I decided to store all my objects and components within a simple std::vector-like container called a SlotAllocator. I have no idea what the actual name for such a data structure is though. Growing the internal array requires memory copies from one location to another, so the ability to copy objects from one memory location to another should not break your program. Using array indices instead of pointers is a great way to implement such an idea.

Since DOD is all about transforming data sets from one state to another in as linear as possible a fashion, some specialized data structures are going to be needed.

DOD Data Structures


I have already mentioned my SlotAllocator, which is pretty much a std::vector with some slight modifications (or in other words it is an array). The biggest difference is that whenever an object is deleted, instead of copying every subsequent object one index backwards, I take the rightmost object and swap it into the free’d space. This is a simple operation that keeps all the active objects in the container contiguous in memory.

I will be trying this container out to store game objects and components.
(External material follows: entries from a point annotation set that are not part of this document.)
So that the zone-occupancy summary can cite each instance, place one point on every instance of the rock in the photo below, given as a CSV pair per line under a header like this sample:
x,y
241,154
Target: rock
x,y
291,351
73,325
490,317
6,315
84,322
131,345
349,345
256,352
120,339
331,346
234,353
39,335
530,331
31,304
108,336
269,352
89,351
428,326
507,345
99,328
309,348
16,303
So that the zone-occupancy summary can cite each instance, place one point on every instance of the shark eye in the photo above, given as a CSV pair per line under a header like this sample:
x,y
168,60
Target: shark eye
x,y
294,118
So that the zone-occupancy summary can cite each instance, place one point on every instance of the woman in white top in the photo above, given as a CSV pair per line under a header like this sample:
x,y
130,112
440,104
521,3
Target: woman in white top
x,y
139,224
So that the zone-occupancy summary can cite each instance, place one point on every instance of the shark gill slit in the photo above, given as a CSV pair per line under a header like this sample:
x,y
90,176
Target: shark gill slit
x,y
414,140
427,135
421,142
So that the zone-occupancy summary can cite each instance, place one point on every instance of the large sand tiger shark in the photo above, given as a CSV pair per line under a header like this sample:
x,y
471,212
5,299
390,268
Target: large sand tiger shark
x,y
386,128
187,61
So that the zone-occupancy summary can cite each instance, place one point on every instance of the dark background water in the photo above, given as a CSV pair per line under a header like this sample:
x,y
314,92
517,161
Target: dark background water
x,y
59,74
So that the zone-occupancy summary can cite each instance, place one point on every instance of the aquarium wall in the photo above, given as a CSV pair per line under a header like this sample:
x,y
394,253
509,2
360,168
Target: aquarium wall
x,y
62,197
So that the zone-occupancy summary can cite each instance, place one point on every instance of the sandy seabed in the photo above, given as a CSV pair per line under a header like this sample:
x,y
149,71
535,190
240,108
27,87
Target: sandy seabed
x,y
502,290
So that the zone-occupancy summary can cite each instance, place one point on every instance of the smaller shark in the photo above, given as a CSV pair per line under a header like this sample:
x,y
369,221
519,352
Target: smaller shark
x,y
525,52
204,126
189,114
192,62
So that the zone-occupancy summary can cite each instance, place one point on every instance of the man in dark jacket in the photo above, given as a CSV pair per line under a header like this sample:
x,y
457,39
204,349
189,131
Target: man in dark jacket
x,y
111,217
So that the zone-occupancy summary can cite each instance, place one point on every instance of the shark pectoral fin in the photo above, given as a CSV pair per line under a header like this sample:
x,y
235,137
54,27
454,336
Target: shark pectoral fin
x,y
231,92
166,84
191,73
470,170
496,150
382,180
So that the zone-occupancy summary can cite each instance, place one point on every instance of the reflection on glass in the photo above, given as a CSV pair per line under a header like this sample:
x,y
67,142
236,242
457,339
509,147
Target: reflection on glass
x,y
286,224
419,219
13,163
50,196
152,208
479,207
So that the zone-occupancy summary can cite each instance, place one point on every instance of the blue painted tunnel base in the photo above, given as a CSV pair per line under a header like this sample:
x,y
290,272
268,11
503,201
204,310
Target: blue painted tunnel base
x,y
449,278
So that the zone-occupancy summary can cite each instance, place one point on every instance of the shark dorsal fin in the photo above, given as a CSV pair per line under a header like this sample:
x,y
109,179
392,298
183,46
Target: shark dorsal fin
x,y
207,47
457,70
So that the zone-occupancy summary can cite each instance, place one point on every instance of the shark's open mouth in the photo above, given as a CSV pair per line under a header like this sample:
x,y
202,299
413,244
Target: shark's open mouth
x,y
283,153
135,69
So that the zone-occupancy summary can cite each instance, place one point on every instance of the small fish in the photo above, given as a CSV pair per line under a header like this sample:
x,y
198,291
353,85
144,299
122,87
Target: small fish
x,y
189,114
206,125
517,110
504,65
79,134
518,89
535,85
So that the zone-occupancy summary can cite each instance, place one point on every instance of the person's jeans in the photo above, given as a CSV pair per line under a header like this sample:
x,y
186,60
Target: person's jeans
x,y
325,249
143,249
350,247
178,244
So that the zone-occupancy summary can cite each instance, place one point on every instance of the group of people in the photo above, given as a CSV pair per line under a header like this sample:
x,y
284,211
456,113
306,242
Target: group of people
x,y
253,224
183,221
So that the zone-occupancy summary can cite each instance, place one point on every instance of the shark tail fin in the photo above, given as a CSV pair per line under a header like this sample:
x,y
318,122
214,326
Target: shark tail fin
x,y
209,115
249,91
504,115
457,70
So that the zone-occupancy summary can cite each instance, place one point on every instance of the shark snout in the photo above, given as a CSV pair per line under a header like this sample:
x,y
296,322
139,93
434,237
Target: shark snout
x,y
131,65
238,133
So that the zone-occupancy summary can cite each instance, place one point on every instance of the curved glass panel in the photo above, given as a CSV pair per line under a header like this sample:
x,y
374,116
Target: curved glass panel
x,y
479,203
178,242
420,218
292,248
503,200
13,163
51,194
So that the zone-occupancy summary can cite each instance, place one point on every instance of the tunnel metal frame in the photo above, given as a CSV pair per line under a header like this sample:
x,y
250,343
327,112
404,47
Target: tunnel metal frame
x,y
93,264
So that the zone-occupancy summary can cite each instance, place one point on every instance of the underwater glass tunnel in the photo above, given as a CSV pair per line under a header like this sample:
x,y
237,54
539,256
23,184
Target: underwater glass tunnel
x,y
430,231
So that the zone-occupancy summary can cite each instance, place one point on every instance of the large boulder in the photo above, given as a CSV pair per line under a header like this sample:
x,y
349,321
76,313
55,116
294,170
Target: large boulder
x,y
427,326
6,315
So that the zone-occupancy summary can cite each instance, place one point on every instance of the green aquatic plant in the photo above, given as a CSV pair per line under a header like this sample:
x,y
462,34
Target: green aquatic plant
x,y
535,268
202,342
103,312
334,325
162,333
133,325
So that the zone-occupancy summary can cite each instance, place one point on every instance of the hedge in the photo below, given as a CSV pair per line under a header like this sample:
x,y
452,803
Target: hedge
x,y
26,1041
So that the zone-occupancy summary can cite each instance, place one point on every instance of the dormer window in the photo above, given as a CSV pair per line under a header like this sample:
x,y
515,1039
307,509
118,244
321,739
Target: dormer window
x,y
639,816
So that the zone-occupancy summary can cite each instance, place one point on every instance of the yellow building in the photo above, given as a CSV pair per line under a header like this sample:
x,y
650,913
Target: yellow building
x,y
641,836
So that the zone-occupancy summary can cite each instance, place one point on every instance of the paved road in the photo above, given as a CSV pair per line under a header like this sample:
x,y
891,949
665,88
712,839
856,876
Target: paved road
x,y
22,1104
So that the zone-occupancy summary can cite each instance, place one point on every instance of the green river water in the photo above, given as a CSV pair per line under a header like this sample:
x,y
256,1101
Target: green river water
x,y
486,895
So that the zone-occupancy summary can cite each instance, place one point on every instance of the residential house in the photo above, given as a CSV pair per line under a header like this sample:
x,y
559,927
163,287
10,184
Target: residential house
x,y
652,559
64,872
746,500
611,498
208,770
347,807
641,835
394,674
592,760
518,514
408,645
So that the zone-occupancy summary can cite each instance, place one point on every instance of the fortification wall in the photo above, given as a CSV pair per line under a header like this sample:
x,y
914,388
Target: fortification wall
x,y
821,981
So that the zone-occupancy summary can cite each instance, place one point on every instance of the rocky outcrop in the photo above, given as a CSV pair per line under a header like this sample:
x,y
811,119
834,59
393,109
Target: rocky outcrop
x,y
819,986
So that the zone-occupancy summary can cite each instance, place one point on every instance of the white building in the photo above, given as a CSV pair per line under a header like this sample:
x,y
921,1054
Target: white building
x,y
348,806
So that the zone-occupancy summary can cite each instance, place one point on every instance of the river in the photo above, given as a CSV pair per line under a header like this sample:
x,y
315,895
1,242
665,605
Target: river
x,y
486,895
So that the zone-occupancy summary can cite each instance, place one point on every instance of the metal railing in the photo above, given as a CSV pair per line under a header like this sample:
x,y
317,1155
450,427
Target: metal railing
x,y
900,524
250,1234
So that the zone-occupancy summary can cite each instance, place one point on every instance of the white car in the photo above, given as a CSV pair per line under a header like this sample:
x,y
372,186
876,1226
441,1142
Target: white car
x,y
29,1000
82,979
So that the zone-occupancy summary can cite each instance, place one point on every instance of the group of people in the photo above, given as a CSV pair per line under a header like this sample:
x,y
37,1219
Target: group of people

I do not currently have enough of a working engine all together in order to do meaningful performance tests, but that time will eventually come.


Another structure I ran into a need of is a hash table. I have two types of hash tables: intrusive and non-intrusive. Lets start with the intrusive table.

This here is the best intrusive hash table I have ever seen. It was written by Patrick Wyatt, and is awesome. The reason an intrusive hash table is so great is that the node used to contain whatever data to be stored in the table, is stored within the data itself. This allows for the data to be stored in somewhere else in the program (in an array), and the node itself is right there as well. A more traditional hash table that uses chaining resolution will have to allocate nodes upon collision. In an intrusive scheme the node will already exist within the object. I created my own intrusive hash table in the image of Patrick Wyatt’s.

However there is sometimes the need to hash something that cannot contain a node, for example pointers. If a need for hashing pointers arises, either a non-intrusive table must be utilized or a wrapping object around both a node and the pointer must be created and inserted into an intrusive table. As such a standard non-intrusive table is required.

Making use of the aformentioned SlotAllocator I fashioned a simple table with chaining resolution. However the nodes themselves are stored in a contiguous array (due to the nature of the SlotAllocator), and instead of pointers I used array indices. Traversing the internal chains is a matter of jumping around with array access. This allows the table to grow and shrink to accommodate different load factors as desired.

Does such a table actually have performance benefits over slightly different styles? I’m sure the contiguous memory is a great plus, but actual profiling can’t be done just quite yet.


The last thing I would like to discuss is the handle manager. Perfect for managing anything in pointer form that needs to be created and destroyed regularly, which is just about everything active in a game. The handle manager translates a 32 bit integer (handle) into a pointer. Handles can be passed around the engine freely, and when a pointer is required the handle is translated into the desired pointer. The translated pointer is then used and immediately thrown away and not stored. This continual translation from handle to pointer allows for the actual pointer address within the manager to be changed, and all subsequent translations will retrieve the updated address.

Implementation is a matter of creating a bit field within the 32 bytes. A good explanation and example implementation can be found on Noel Llopis’s blog here. I myself created my own version of his handle manager with some tweaks and the like.

Moving Forward

Now that the preliminary data structures have been created it is time for me to really start using them within our 3D game engine. Future posts will likely contain all the juicy details of such ventures! Wish me luck.